Пересчитав (три раза!!!) деньги, чиновник попросил Ребану расписаться на восьми листах, а затем все отправились в магистрат для оформления купчей. До магистрата идти было недалеко, а вот в оплоте городской бюрократической власти походить из кабинета в кабинет пришлось. Очень быстро (не прошло и пяти часов) почти все подписи были проставлены. Покупатели прошли в небольшую комнатку, где за конторкой сидел ещё один представитель государственной власти. Увидев посетителей, он замахал руками и буквально простонал:

- Рабочий день окончен, приходите завтра.

Вместо ответа Голушко, которому хождения по чиновничьим кабинетам надоели ещё по прошлому опыту, молча положил два шкела на край конторки.

- Два шкела живому не дают! - возмутился чиновник.

Степан пожал плечами и убрал один шкел обратно в кошелёк.

- С другой стороны, - многозначительно сказал чиновник, - я почти что умер, - и, дождавшись, когда Голушко вернёт вторую серебряную монету на край конторки, быстро добавил, - но не совсем, так что мне нужны средства на лечение.

Тяжело вздохнув, Степан положил на край конторки ещё один шкел. Чиновник также тяжело вздохнул, убедившись, что ещё серебра не прибавится, и, открыв небольшой ящичек конторки (серебряные монеты в этот момент исчезли, как будто их никогда и не было), достал оттуда большую печать. С грохотом приложив печать к купчей, чиновник торжественно сказал:

- Вот и всё, молодая госпожа, поздравляю вас, вы стали владелицей рабыни по имени Ноли, - и протянул Ребане свиток из плотной бумаги.

- В данный момент ваша собственность находится в городской тюрьме, - начал чиновник, который сопровождал Ребану и Голушко с того момента, когда они вошли в магистрат, - но уже поздно, поэтому капитан ушёл, а без него никто не имеет права выпускать заключённых. Разумеется, я могу...

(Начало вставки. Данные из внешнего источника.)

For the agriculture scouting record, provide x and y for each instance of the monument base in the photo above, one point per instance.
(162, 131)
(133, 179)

- Сколько? - перебил его Степан.

- Три шкела, - выдохнул чиновник...

Наконец Ребана воссоединилась со своей собственностью, стражник, который привёл Ноли из тюрьмы, передал её новой хозяйке цепочку, соединённую с ошейником на рабыне, и вывел их из магистрата. Пока оформлялись документы, наступила ночь. Освещения в Тапии, за исключением магистрата, не было. В этот момент к ним пошёл ещё один чиновник с горящим факелом в руках, и сказал:

- Позвольте предложить вам факел, молодая госпожа, всего за два медяка.

Степан тяжело вздохнул и полез в свой кошелек за деньгами...

Когда дверь магистрата с грохотом захлопнулась, оставив их одних на улице, Степан спросил:

- Ну и зачем ты всё это устроила, Ребана?

- Наставник учил меня, что деньги нужно красть по мере необходимости, а тратить - не дожидаясь, пока их украдут у тебя. К тому же скоро подойдёт моя очередь чистить ротный котёл, а я ненавижу работать, так пусть теперь моя рабыня сделает это за меня.